The Trilogy Strikes Back: Reconsidering Constitutional Protection for the Freedom to Strike
38 Pages Posted: 26 Nov 2013
Date Written: November 24, 2013
This paper* seeks to address the issue of constitutional protection for strike action under the Canadian Charter of Rights and Freedoms, particularly in light of the jurisprudential revolution in freedom of association jurisprudence that has taken place over the past decade. We outline the three prevailing views delineating the scope of freedom of association under the Charter -- raised in the original Labour Trilogy as well as more recent Supreme Court of Canada decisions such as B.C. Health Services -- and conclude that each requires some constitutional protection for the freedom to strike. Given the agreement on each of these views that state measures restricting the freedom to strike run afoul of section 2(d), we proceed to address the difficult question of when such restrictions are demonstrably justifiable in a free and democratic society under section 1 of the Charter. We draw on the Court's decisions in the Trilogy -- particularly those of Chief Justice Dickson and Justice Wilson, who found that the legislation in question violated 2(d) -- as well as a broader range of section 1 case law, in attempting to provide some guidance to courts in determining the constitutional permissibility of limits on strike action.
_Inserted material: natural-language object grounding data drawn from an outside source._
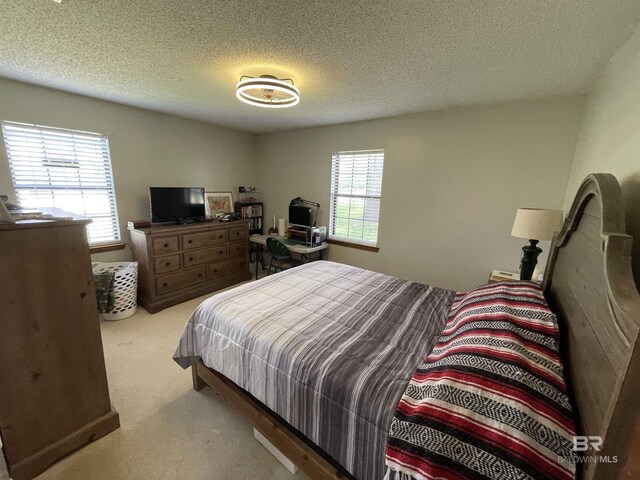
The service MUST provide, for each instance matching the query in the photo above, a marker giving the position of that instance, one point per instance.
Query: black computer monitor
(300, 216)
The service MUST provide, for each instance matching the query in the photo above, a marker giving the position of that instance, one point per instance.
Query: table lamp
(535, 224)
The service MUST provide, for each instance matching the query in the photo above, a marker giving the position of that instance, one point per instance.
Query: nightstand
(503, 276)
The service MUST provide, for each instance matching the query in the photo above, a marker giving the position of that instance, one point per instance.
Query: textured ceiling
(351, 59)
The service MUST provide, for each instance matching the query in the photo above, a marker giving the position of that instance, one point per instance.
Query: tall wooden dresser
(54, 396)
(179, 262)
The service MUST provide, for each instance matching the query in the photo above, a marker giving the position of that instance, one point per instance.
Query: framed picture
(217, 203)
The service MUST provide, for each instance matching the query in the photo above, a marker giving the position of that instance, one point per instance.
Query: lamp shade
(537, 223)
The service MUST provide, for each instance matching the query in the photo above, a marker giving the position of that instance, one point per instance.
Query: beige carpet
(168, 430)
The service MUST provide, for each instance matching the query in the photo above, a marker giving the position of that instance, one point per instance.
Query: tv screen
(300, 216)
(176, 204)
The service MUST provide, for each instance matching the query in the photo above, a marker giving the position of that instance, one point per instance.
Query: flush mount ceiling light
(267, 91)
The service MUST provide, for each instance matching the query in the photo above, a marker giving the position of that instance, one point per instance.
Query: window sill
(107, 247)
(358, 246)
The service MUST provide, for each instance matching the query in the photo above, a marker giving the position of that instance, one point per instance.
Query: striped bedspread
(490, 401)
(328, 347)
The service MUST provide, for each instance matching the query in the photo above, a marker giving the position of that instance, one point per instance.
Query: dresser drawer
(165, 245)
(227, 267)
(176, 281)
(204, 239)
(166, 264)
(204, 256)
(238, 233)
(237, 249)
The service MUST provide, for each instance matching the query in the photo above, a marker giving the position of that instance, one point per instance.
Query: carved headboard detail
(589, 285)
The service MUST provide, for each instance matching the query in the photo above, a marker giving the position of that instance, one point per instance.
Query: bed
(347, 387)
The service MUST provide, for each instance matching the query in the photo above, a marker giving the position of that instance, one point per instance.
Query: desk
(299, 248)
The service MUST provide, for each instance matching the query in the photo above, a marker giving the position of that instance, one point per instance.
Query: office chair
(281, 258)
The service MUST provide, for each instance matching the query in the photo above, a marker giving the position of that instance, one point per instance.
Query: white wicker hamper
(125, 287)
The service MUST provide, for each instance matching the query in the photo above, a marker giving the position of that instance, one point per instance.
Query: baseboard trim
(37, 463)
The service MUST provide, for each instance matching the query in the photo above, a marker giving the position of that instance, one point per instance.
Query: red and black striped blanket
(490, 401)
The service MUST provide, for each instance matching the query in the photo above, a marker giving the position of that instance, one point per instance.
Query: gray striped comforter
(329, 347)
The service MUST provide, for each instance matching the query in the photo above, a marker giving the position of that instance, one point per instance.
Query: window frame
(375, 183)
(59, 148)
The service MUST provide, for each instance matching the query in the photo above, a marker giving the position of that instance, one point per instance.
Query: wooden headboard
(589, 285)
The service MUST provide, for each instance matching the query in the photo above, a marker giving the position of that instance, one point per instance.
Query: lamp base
(529, 261)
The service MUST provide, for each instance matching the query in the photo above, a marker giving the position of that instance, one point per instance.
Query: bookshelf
(253, 212)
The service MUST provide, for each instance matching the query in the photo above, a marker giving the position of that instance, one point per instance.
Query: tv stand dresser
(180, 262)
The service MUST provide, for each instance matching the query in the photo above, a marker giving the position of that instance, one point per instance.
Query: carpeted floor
(168, 430)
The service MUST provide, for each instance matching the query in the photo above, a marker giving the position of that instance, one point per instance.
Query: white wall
(452, 183)
(147, 148)
(609, 138)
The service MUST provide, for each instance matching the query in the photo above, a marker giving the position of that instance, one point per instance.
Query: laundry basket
(125, 287)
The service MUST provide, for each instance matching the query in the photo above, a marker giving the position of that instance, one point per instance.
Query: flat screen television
(300, 216)
(176, 204)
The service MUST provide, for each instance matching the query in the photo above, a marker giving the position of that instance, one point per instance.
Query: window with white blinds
(64, 169)
(356, 187)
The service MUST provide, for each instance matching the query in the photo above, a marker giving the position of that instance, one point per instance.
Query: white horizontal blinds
(64, 169)
(356, 187)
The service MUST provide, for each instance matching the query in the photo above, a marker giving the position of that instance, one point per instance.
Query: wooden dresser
(54, 396)
(180, 262)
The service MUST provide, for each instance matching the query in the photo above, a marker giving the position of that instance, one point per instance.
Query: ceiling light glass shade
(267, 91)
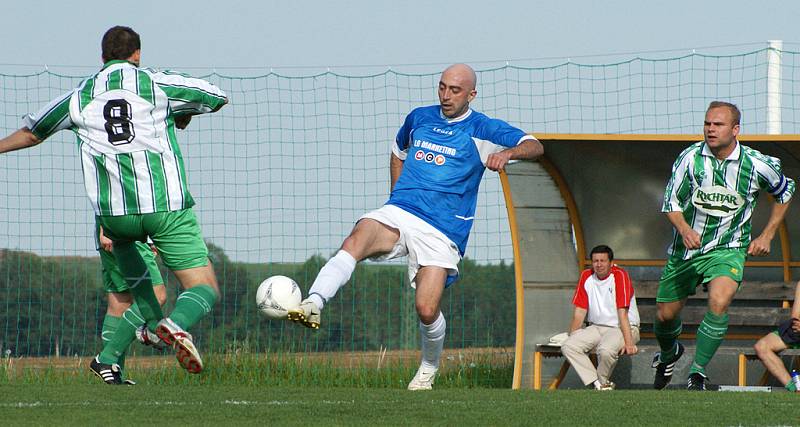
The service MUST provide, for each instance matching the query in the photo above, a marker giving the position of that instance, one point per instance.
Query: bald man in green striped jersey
(710, 200)
(125, 119)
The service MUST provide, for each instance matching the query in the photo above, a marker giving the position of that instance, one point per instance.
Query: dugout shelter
(591, 189)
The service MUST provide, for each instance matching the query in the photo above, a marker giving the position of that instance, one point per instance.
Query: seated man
(604, 298)
(787, 336)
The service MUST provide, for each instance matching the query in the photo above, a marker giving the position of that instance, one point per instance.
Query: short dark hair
(737, 115)
(120, 43)
(602, 249)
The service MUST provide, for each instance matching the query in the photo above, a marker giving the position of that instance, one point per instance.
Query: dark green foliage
(55, 305)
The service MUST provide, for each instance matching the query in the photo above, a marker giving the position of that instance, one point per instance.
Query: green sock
(115, 349)
(709, 336)
(138, 277)
(110, 325)
(667, 334)
(192, 304)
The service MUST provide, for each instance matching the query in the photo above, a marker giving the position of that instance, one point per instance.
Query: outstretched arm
(22, 138)
(578, 316)
(526, 150)
(691, 238)
(760, 246)
(395, 167)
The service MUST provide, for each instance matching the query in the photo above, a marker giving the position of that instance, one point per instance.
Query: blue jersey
(444, 160)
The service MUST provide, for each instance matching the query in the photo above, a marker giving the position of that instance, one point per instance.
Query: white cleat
(144, 336)
(181, 341)
(423, 380)
(308, 314)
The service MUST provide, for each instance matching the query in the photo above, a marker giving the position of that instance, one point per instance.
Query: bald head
(457, 90)
(463, 73)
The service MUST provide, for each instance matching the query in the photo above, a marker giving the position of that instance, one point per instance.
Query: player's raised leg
(368, 238)
(712, 329)
(767, 349)
(198, 298)
(430, 281)
(180, 243)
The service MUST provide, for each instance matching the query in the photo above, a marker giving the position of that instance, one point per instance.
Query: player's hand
(759, 246)
(498, 161)
(182, 121)
(691, 239)
(106, 243)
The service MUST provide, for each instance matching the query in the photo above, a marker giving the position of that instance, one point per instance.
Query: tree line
(54, 306)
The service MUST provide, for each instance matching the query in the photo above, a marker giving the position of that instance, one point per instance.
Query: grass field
(252, 405)
(365, 388)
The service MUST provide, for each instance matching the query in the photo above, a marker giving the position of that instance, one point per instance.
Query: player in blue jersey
(436, 165)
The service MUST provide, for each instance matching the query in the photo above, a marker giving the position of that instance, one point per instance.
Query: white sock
(334, 274)
(432, 337)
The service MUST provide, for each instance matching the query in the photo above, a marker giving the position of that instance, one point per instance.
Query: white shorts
(424, 244)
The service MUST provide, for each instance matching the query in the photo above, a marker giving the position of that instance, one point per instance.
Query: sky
(307, 38)
(358, 36)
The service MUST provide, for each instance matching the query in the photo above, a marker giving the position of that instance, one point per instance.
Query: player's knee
(161, 294)
(607, 353)
(117, 309)
(427, 314)
(569, 347)
(761, 347)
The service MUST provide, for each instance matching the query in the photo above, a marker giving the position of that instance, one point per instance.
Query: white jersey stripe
(121, 125)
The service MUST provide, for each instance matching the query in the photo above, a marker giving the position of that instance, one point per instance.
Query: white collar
(460, 118)
(733, 156)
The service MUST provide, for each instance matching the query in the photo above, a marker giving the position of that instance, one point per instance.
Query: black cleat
(664, 369)
(110, 374)
(697, 382)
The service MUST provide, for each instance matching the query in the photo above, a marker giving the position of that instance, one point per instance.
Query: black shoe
(110, 374)
(697, 382)
(664, 370)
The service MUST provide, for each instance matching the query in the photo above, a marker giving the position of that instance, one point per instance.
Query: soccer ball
(277, 295)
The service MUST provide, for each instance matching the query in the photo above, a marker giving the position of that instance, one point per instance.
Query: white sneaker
(181, 341)
(609, 386)
(144, 336)
(308, 314)
(423, 380)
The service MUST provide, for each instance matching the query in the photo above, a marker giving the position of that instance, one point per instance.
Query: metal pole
(774, 87)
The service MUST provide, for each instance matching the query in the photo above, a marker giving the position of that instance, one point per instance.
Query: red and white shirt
(602, 298)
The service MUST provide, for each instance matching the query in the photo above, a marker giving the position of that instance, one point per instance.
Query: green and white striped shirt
(717, 197)
(124, 119)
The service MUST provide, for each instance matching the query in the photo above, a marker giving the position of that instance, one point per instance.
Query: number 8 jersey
(124, 119)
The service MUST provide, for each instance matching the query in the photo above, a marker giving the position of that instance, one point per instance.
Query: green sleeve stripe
(114, 80)
(173, 142)
(128, 176)
(86, 93)
(160, 195)
(146, 87)
(103, 186)
(51, 120)
(193, 95)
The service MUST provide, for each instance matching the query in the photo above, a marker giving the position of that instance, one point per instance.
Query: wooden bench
(756, 310)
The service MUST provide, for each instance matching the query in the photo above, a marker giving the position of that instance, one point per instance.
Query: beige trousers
(607, 341)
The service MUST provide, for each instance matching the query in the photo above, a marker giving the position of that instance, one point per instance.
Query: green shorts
(113, 280)
(176, 235)
(681, 277)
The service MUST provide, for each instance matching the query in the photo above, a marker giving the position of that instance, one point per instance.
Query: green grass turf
(259, 405)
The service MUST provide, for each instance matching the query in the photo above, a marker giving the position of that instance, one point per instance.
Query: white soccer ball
(277, 295)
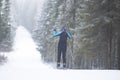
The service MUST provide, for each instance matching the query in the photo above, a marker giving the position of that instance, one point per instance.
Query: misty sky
(25, 11)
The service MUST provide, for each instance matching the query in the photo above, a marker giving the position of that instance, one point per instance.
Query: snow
(25, 64)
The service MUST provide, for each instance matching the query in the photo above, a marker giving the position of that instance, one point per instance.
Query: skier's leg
(58, 57)
(64, 56)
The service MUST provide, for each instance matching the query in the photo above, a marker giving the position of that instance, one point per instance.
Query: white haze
(25, 11)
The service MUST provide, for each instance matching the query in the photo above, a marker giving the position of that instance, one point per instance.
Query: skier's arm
(55, 33)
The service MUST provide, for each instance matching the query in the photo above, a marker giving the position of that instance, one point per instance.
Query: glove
(54, 29)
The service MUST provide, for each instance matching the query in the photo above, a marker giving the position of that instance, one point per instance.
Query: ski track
(25, 63)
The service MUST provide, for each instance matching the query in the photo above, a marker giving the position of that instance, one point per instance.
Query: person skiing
(62, 45)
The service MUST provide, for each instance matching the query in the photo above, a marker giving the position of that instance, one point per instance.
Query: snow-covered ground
(25, 63)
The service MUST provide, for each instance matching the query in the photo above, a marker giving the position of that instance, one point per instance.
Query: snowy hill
(25, 64)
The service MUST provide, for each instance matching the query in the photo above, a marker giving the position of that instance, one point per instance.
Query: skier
(62, 45)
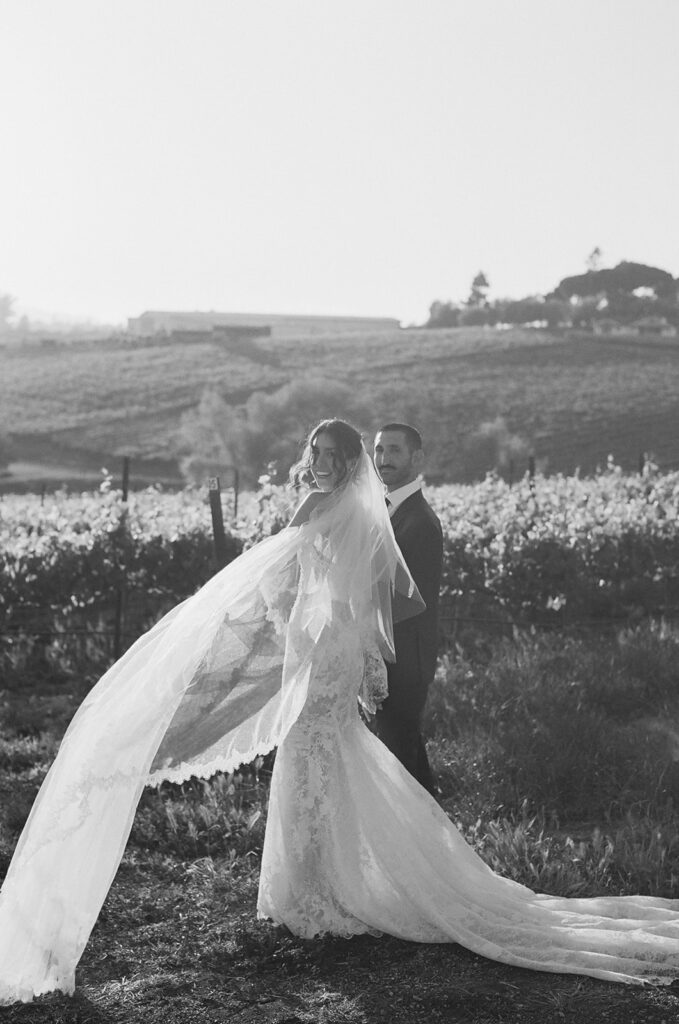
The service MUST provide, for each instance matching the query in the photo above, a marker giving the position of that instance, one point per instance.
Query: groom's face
(393, 459)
While we do not doubt that limitations on strike action may at times be required, we believe that courts should rigorously apply the section 1 framework, to ensure that such restrictions are in fact directed at pressing and substantial objectives, are indeed rationally connected to those objectives, and are minimally impairing of the freedom.
* This is an unedited draft of a paper scheduled for publication in an upcoming volume of the Ottawa Law Review.